The other amendment would give residents as young as 18 the right to serve on the City Council. Currently, council members must be at least 21.
Education advocates say the school spending question would have been more significant if the council had not cut a provision that would have given it more power to steer money into the fund. The change came at the request of Mayor Stephanie Rawlings-Blake's administration.
Councilwoman Mary Pat Clarke, who heads the council's education committee, said the weakened measure could still achieve some good because it "focuses the city's attention and the public's attention on this issue."
Clarke said that without the provision, there could be no guarantee that the proceeds of a tax or fee would fund school repairs.
"It can be promised left and right, but unless you have a dedication of funds by law, funding can be diverted," she said.
The measure would enable officials to consolidate funds from private donors for school construction and it would allow the money to be carried over from year to year.
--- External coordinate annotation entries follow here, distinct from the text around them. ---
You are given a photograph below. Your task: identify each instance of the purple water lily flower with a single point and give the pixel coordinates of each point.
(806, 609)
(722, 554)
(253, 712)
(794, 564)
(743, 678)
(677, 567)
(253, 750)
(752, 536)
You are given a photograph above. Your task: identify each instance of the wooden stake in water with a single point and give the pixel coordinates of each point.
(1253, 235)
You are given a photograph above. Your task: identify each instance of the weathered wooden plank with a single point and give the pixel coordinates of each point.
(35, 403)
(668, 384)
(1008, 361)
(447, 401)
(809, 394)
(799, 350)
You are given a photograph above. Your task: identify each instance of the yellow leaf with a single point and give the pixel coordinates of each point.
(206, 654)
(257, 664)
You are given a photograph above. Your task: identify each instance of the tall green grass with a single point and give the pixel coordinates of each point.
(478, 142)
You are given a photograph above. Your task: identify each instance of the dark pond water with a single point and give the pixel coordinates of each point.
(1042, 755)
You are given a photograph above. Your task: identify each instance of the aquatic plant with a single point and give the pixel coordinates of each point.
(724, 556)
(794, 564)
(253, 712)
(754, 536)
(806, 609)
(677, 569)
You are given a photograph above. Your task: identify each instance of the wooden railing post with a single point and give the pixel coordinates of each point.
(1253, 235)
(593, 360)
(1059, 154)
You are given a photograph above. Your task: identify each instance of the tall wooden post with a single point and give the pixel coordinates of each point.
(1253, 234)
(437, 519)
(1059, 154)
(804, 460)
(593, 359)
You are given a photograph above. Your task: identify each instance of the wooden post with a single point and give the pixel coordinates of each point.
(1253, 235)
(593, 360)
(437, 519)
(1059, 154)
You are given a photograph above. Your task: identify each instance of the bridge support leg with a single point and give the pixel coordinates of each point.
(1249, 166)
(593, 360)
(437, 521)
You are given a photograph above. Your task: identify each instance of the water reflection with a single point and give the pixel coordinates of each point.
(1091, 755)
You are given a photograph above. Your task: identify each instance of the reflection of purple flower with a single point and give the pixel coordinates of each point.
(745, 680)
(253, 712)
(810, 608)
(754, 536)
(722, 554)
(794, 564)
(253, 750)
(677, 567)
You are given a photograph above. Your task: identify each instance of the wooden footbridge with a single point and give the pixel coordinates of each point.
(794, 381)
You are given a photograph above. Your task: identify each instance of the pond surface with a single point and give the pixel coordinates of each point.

Council President Bernard C. "Jack" Young and Councilman James B. Kraft introduced a bill to create the charter amendment last year, a few months after the release of the ACLU report. The city finance department objected to the provision allowing the council to dedicate proceeds from fines and fees to the fund, saying it impinged on the ability of the administration to make spending decisions.
Lester Davis, a spokesman for Young, said the fund could allow officials to raise a significant amount of money for schools through grants and donations.
"If you're working hard and having successful campaigns, you'd be able to raise just as much money if not more," he said.
Rawlings-Blake appointed a task force a year ago to analyze the school facilities issue and instructed them to release their findings by February. A report has yet to be released.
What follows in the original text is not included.